Thursday 20 April 2017

Character Study for my First Novel


Here's a start I made on a character study for my first attempt at a novel, centred on the crew of an Algerian seaman in the mid-1950s who smuggles lamb into the Levant then Turkish morphine base and Laotian opium into Marseilles for the Union Corse, then WWII surplus arms into Algeria to foment the liberation war against colonial France. The character study is of the ship's motorman, in other words, unlicensed mechanic, who starts out as an anarchist barber in the port of Donostia, Basque Country, becomes a gunman during the Spanish Civil War, then flees the fascist defeat of Donostia and becomes a smuggler. The actual writing style will differ significantly from my character studies, however. The core characters, like this one, are of my own creation, but some, like Queen Dina bint ‘Abdu’l-Hamid of Jordan  whose yacht delivered the first known shipment of arms to the Algerian freedom fighters via Morocco in February 1955 – are real!

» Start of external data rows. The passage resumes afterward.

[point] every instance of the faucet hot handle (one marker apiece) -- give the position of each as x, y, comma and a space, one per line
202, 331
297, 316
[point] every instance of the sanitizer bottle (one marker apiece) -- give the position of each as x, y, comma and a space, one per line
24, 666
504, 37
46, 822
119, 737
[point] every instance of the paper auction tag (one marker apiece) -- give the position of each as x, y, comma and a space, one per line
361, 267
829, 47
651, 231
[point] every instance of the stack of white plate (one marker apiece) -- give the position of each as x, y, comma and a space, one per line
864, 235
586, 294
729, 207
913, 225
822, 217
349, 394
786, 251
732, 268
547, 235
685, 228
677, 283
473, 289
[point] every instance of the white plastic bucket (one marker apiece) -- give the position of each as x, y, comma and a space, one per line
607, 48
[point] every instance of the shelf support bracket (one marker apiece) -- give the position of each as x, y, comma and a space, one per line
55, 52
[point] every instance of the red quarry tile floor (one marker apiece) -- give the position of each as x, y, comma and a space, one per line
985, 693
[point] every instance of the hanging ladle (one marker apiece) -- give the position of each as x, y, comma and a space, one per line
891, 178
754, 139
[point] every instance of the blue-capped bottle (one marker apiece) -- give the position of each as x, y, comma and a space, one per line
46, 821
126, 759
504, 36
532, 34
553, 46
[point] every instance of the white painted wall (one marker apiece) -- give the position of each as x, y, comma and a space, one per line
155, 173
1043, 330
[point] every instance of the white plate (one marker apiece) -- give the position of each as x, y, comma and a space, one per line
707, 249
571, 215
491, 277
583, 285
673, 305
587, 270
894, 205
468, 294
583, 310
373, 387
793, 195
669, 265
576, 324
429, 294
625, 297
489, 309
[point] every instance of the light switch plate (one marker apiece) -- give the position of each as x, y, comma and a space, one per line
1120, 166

The shiv was hand-made, and that made him proud, for he’d previously always had flash through his hands steel manufactured by lathe in Sheffield or elsewhere, things of sublime silvered beauty that reflected the moonlight just so, to be sure, but machined things nevertheless, nomatter the craftsmanship keening the edge. But this was half of his own creation, half of a forgotten madness. He’d found the naked haft lying in a pile of smoking evidence destroyed in some leger demain out the back of the Guardia Civil station in Elizalde, a river village just inland from Donostia, then an industrial port city on the make. He’d wiped the blackened detritus of burned cotton – clearly the clothes of some disappeared crim – off the glowering blade and looked at it in wonder. He was only sixteen. 
The blade was crude and manufactured from a simple slice of steel. It was the shape of a Roman spearhead – the same that did Jesus in and that the Nazis had by rumour stolen from a museum in Austria – but this was more visceral and real. Its fat and heavy core was bevelled at the edges with a rough but purpose-oriented eye on a grinder. It was shaped with two slight transverse points at the base of the blade, as a means, it seemed, of giving an overzealous stabber a moment of pause before plunging their fist wrist-deep into an enemy’s belly. There were incautious hacklines at that midpoint because grace and a fine finish were not its purpose; rapid, perfunctory death was its aim. 
He’d had a long-lost friend drill three holes into its handle two decades ago; two held fast an ageing wooden handle with brass pins, and the third held a hank of black leather cord with which he could swing it, casually, suggestively, as he walked the night streets. 
His name was Joan Gomes Etxebehere, a Basque motorman, somewhat feared on the timeless docks and fish-stunk alleyways of Donostia, but the Spaniards called him Navaja, meaning Razor, for he carried in his greasy leather toolbelt not only the spanners and hex keys of his current trade, but the straight-razor and shaving kit of his prior. For Navaja had been a barber before the conflagration – though in later life, a gunman after a sort – so his pitch-black hair and curled moustache were always impeccable, regardless of the soiled degeneration of his dungarees. Sharpness was his creed, and the home-made shiv he carried hidden in a leather pouch sewn into the inside of his left boot.